Terrorism is, in the broadest sense, the use of intentionally indiscriminate violence as a means to create terror among masses of people; or fear to achieve a religious or political aim. It is used in this regard primarily to refer to violence during peacetime or in the war against non-combatants. The increased use of suicide attacks from the 1980s onwards was typified by the September 11 attacks in New York and at the Pentagon in 2001.

The American military has a relatively light footprint across Africa, relying on European and African partners to carry out most counterterrorism missions from the Sahel to Somalia, with the Pentagon providing air power when needed. The United States has already conducted 23 airstrikes this year against Shabab targets in Somalia, compared with 47 all of 2018.

About 6,000 United States troops and 1,000 Defense Department civilians or contractors work throughout Africa, mainly training and conducting exercises with local forces.

Analysis

The withdrawal of US troops from West Africa has unnerved African commanders in Burkina Faso and neighbouring nations in the Sahel, a vast sub-Saharan scrubland increasingly racked by Islamist bombings, massacres, kidnappings and attacks on hotels frequented by Westerners. It is a region in which most Americans were unaware of United States military involvement until four Army soldiers were killed in a deadly 2017 ambush in Niger by Islamic State fighters.

What is emerging, critics said, is a glimpse of what happens when American troops, especially Special Operations forces, pull back before insurgents are effectively subdued, leaving local or allied forces to fend off the Islamic State, Al Qaeda or their offshoots.

“It’s a real problem,” Col. Maj. Moussa Salaou Barmou, commander of Niger’s Special Operations forces, said of the drawdown and the closing of seven of eight American elite counterterrorism units operating in Africa.

Under the Trump administration’s military strategy, the Pentagon has pivoted from focusing on counterterrorism operations to potential threats from China and Russia. In December, President Trump ordered the withdrawal of all 2,000 American troops from Syria, although he since has softened it to allow at least 400 remains. A new Pentagon plan also would pull all 14,000 American troops from Afghanistan over the next five years — and as many as 7,000 in coming months — as part of continuing peace talks with the Taliban.

The American military is scaling back its commandos in Africa by about 25 per cent, mainly in the continent’s west. At the same time, insurgents are attacking northern Burkina Faso and pushing south along the border with Niger toward areas previously untouched by extremist violence, including the Ivory Coast, Benin, Togo and Ghana, where the Pentagon has a logistics hub.

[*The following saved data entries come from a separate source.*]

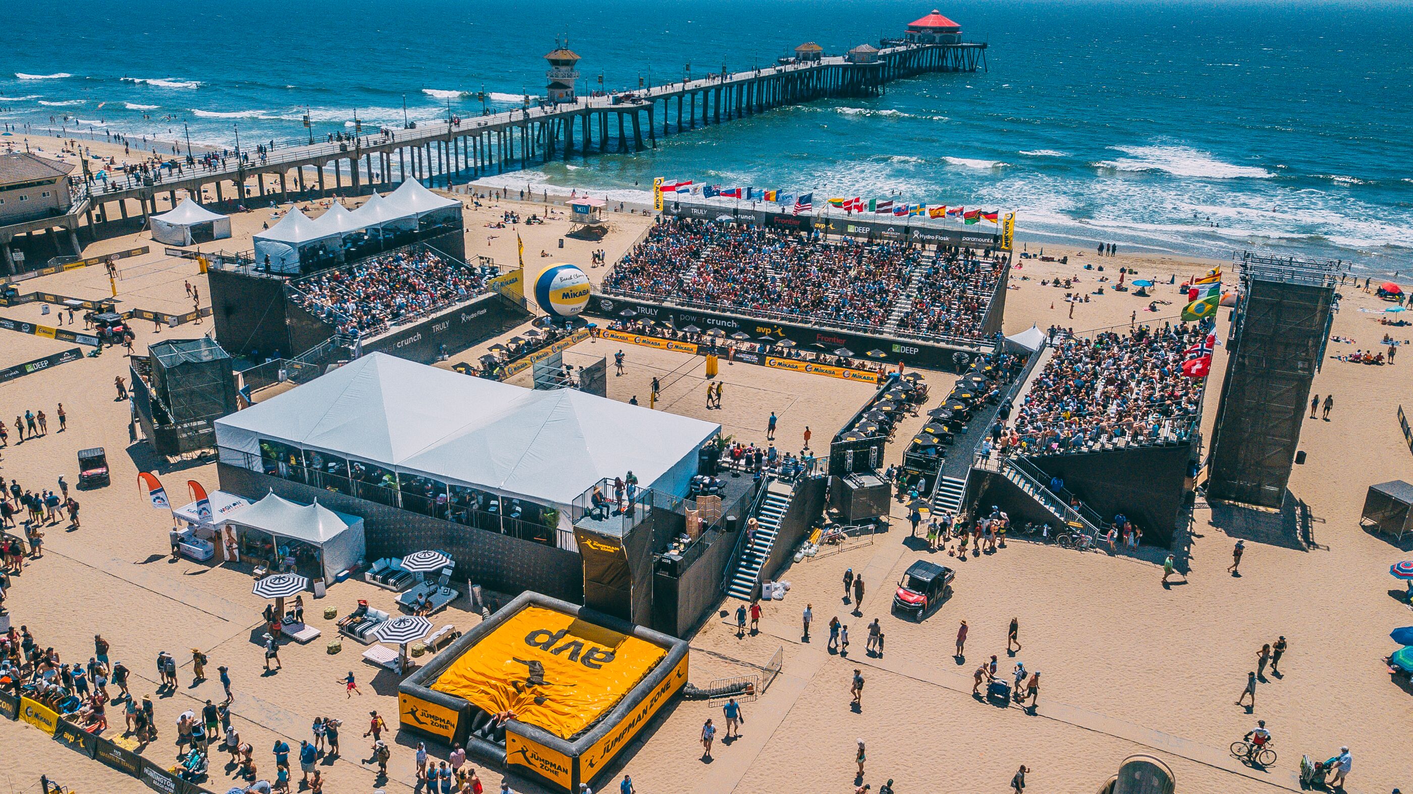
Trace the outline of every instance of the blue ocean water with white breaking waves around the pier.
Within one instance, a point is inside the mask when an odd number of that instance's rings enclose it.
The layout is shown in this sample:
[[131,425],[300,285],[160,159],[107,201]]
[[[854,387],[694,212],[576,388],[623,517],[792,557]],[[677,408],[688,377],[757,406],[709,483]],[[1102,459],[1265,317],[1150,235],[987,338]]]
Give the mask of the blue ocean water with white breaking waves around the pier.
[[[557,37],[603,86],[893,35],[894,0],[11,0],[0,122],[229,146],[513,107]],[[924,75],[517,172],[642,198],[654,175],[1017,212],[1027,244],[1234,249],[1413,270],[1413,4],[959,3],[982,73]],[[64,31],[65,35],[57,35]],[[487,92],[482,102],[468,92]],[[0,141],[11,138],[0,138]]]

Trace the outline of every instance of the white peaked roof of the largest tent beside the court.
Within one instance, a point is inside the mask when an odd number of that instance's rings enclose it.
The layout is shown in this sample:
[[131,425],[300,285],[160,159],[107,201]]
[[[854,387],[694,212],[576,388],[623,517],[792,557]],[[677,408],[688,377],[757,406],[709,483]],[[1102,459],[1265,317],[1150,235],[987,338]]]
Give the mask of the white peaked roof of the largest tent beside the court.
[[721,425],[574,389],[536,391],[370,353],[216,420],[220,462],[263,470],[261,442],[360,461],[400,476],[523,499],[560,511],[599,480],[633,472],[684,496],[698,449]]

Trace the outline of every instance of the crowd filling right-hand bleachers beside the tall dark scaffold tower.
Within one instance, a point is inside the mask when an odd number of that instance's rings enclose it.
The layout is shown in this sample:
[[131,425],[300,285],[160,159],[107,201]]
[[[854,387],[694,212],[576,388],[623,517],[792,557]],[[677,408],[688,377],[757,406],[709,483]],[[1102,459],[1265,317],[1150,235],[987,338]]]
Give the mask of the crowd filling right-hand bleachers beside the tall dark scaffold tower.
[[1183,360],[1202,335],[1181,324],[1057,340],[999,445],[1036,455],[1186,439],[1205,380]]

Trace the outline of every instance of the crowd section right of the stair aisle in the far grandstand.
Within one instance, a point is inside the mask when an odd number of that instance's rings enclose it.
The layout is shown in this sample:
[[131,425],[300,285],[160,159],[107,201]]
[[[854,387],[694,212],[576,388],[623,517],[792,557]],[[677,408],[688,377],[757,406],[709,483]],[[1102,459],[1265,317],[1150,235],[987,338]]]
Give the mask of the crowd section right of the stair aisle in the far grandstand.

In one sign of the growing fear, a school in the Burkina Faso village of Bargo recently built a concrete wall around its buildings for greater protection. Just last month, two boys were kidnapped by extremists while they prayed at the nearby mosque.

Colonel Major Barmou trained at Fort Benning, Ga., and the National Defense University in Washington. His comments — which were echoed by other African officers concerned about Washington’s commitment to fighting violent extremism — came during a counterterrorism exercise in Burkina Faso last week that drew 2,000 military personnel from more than 30 African and Western countries.

The military’s Africa Command plans to cut 10 per cent of that personnel by January 2022, including about 300 Special Operations forces from the roughly 1,200 commandos who were deployed across the continent last year.

American commanders said the changes reflected the progress made by the African troops and denied that the United States was backing away from its commitment to the region.

Assessment

Our assessment is that the gradual withdrawal of US troops will leave a power vacuum which will likely be filed by Russian and Chinese defence contractors operating in the region. We believe that the US troop withdrawal is sending signals that the US President wants to keep his electoral promise of bringing home his soldiers. We feel that will undermine fragile democracies in West Africa and leave them at the mercy of violent non-state actors.